Finding matching keys in two large dictionaries and doing it fast

Finding matching keys in two large dictionaries and doing it fast - python

I am trying to find corresponding keys in two different dictionaries. Each has about 600k entries.
Say for example:
myRDP = { 'Actinobacter': 'GATCGA...TCA', 'subtilus sp.': 'ATCGATT...ACT' }
myNames = { 'Actinobacter': '8924342' }
I want to print out the value for Actinobacter (8924342) since it matches a value in myRDP.
The following code works, but is very slow:
for key in myRDP:
for jey in myNames:
if key == jey:
print key, myNames[key]
I've tried the following but it always results in a KeyError:
for key in myRDP:
print myNames[key]
Is there perhaps a function implemented in C for doing this? I've googled around but nothing seems to work.
Thanks.

Use sets, because they have a built-in intersection method which ought to be quick:
myRDP = { 'Actinobacter': 'GATCGA...TCA', 'subtilus sp.': 'ATCGATT...ACT' }
myNames = { 'Actinobacter': '8924342' }
rdpSet = set(myRDP)
namesSet = set(myNames)
for name in rdpSet.intersection(namesSet):
print name, myNames[name]
# Prints: Actinobacter 8924342

You could do this:
for key in myRDP:
if key in myNames:
print key, myNames[key]
Your first attempt was slow because you were comparing every key in myRDP with every key in myNames. In algorithmic jargon, if myRDP has n elements and myNames has m elements, then that algorithm would take O(n×m) operations. For 600k elements each, this is 360,000,000,000 comparisons!
But testing whether a particular element is a key of a dictionary is fast -- in fact, this is one of the defining characteristics of dictionaries. In algorithmic terms, the key in dict test is O(1), or constant-time. So my algorithm will take O(n) time, which is one 600,000th of the time.

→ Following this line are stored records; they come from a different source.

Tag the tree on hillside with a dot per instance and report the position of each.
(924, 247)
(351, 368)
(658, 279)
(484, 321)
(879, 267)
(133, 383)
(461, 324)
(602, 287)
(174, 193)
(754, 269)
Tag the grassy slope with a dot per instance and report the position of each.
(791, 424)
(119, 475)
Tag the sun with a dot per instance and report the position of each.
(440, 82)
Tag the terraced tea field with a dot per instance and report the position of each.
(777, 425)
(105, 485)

in python 3 you can just do
myNames.keys() & myRDP.keys()

for key in myRDP:
name = myNames.get(key, None)
if name:
print key, name
dict.get returns the default value you give it (in this case, None) if the key doesn't exist.

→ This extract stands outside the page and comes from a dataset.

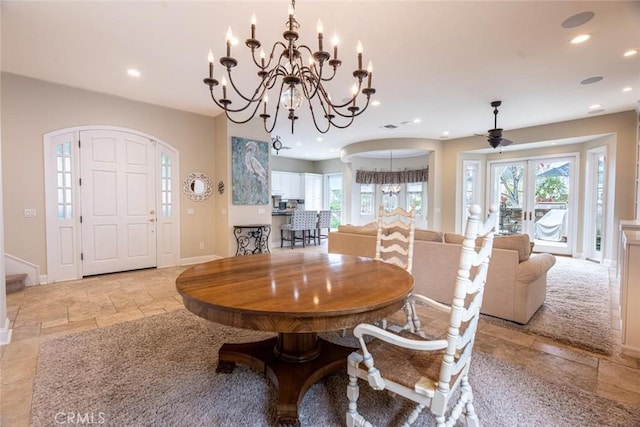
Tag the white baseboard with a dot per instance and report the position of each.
(5, 333)
(199, 259)
(14, 265)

You could start by finding the common keys and then iterating over them. Set operations should be fast because they are implemented in C, at least in modern versions of Python.
common_keys = set(myRDP).intersection(myNames)
for key in common_keys:
print key, myNames[key]

Best and easiest way would be simply perform common set operations(Python 3).
a = {"a": 1, "b":2, "c":3, "d":4}
b = {"t1": 1, "b":2, "e":5, "c":3}
res = a.items() & b.items() # {('b', 2), ('c', 3)} For common Key and Value
res = {i[0]:i[1] for i in res} # In dict format
common_keys = a.keys() & b.keys() # {'b', 'c'}
Cheers!

Use the get method instead:
for key in myRDP:
value = myNames.get(key)
if value != None:
print key, "=", value

You can simply write this code and it will save the common key in a list.
common = [i for i in myRDP.keys() if i in myNames.keys()]

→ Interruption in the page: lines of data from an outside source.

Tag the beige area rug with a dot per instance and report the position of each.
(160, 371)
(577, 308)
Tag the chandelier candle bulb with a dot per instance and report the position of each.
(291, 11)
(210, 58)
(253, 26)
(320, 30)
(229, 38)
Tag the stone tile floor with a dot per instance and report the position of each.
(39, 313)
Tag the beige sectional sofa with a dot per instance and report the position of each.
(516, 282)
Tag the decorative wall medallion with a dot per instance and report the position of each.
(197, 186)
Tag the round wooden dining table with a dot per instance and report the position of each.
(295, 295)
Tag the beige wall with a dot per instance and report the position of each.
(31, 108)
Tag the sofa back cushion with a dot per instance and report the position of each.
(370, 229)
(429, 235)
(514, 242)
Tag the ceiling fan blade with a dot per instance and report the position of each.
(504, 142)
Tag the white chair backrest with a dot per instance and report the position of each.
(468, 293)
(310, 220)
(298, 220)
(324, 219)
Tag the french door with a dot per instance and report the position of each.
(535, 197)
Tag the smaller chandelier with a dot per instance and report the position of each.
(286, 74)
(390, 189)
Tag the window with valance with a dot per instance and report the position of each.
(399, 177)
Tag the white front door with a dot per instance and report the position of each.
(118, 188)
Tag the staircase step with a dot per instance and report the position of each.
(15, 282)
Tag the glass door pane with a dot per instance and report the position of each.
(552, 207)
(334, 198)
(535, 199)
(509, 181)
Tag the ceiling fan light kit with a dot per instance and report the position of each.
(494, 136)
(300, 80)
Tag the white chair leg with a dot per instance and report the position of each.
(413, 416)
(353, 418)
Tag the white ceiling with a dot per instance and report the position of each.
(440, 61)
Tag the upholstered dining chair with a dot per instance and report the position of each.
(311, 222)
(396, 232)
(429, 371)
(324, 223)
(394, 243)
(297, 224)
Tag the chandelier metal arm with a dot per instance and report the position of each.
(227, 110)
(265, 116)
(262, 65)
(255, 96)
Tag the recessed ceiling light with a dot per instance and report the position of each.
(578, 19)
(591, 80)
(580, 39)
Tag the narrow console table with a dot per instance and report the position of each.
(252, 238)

Copy both dictionaries into one dictionary/array. This makes sense as you have 1:1 related values. Then you need only one search, no comparison loop, and can access the related value directly.
Example Resulting Dictionary/Array:
[Name][Value1][Value2]
[Actinobacter][GATCGA...TCA][8924342]
[XYZbacter][BCABCA...ABC][43594344]
...

Here is my code for doing intersections, unions, differences, and other set operations on dictionaries:
class DictDiffer(object):
"""
Calculate the difference between two dictionaries as:
(1) items added
(2) items removed
(3) keys same in both but changed values
(4) keys same in both and unchanged values
"""
def __init__(self, current_dict, past_dict):
self.current_dict, self.past_dict = current_dict, past_dict
self.set_current, self.set_past = set(current_dict.keys()), set(past_dict.keys())
self.intersect = self.set_current.intersection(self.set_past)
def added(self):
return self.set_current - self.intersect
def removed(self):
return self.set_past - self.intersect
def changed(self):
return set(o for o in self.intersect if self.past_dict[o] != self.current_dict[o])
def unchanged(self):
return set(o for o in self.intersect if self.past_dict[o] == self.current_dict[o])
if __name__ == '__main__':
import unittest
class TestDictDifferNoChanged(unittest.TestCase):
def setUp(self):
self.past = dict((k, 2*k) for k in range(5))
self.current = dict((k, 2*k) for k in range(3,8))
self.d = DictDiffer(self.current, self.past)
def testAdded(self):
self.assertEqual(self.d.added(), set((5,6,7)))
def testRemoved(self):
self.assertEqual(self.d.removed(), set((0,1,2)))
def testChanged(self):
self.assertEqual(self.d.changed(), set())
def testUnchanged(self):
self.assertEqual(self.d.unchanged(), set((3,4)))
class TestDictDifferNoCUnchanged(unittest.TestCase):
def setUp(self):
self.past = dict((k, 2*k) for k in range(5))
self.current = dict((k, 2*k+1) for k in range(3,8))
self.d = DictDiffer(self.current, self.past)
def testAdded(self):
self.assertEqual(self.d.added(), set((5,6,7)))
def testRemoved(self):
self.assertEqual(self.d.removed(), set((0,1,2)))
def testChanged(self):
self.assertEqual(self.d.changed(), set((3,4)))
def testUnchanged(self):
self.assertEqual(self.d.unchanged(), set())
unittest.main()

def combine_two_json(json_request, json_request2):
intersect = {}
for item in json_request.keys():
if item in json_request2.keys():
intersect[item]=json_request2.get(item)
return intersect

Related

Python return key from value, but its a list in the dictionary

So Im quiet new to python and maybe I´ve searced the wrong words on google...
My current problem:
In python you can return the key to a value when its mentioned in a dictionary.
One thing I wonder, is it possible to return the key if the used value is part of a list of values to the key?
So my testing skript is the following
MainDict={'FAQ':['FAQ','faq','Faq']}
def key_return(X):
for Y, value in MainDict.items():
if X == value:
return Y
return "Key doesnt exist"
print(key_return(['FAQ', 'faq', 'Faq']))
print(key_return('faq'))
So I can just return the Key if I ask for the whole list,
How can I return the key if I just ask for one value of that list as written for the second print? On current code I get the "Key doesnt exist" as an answer.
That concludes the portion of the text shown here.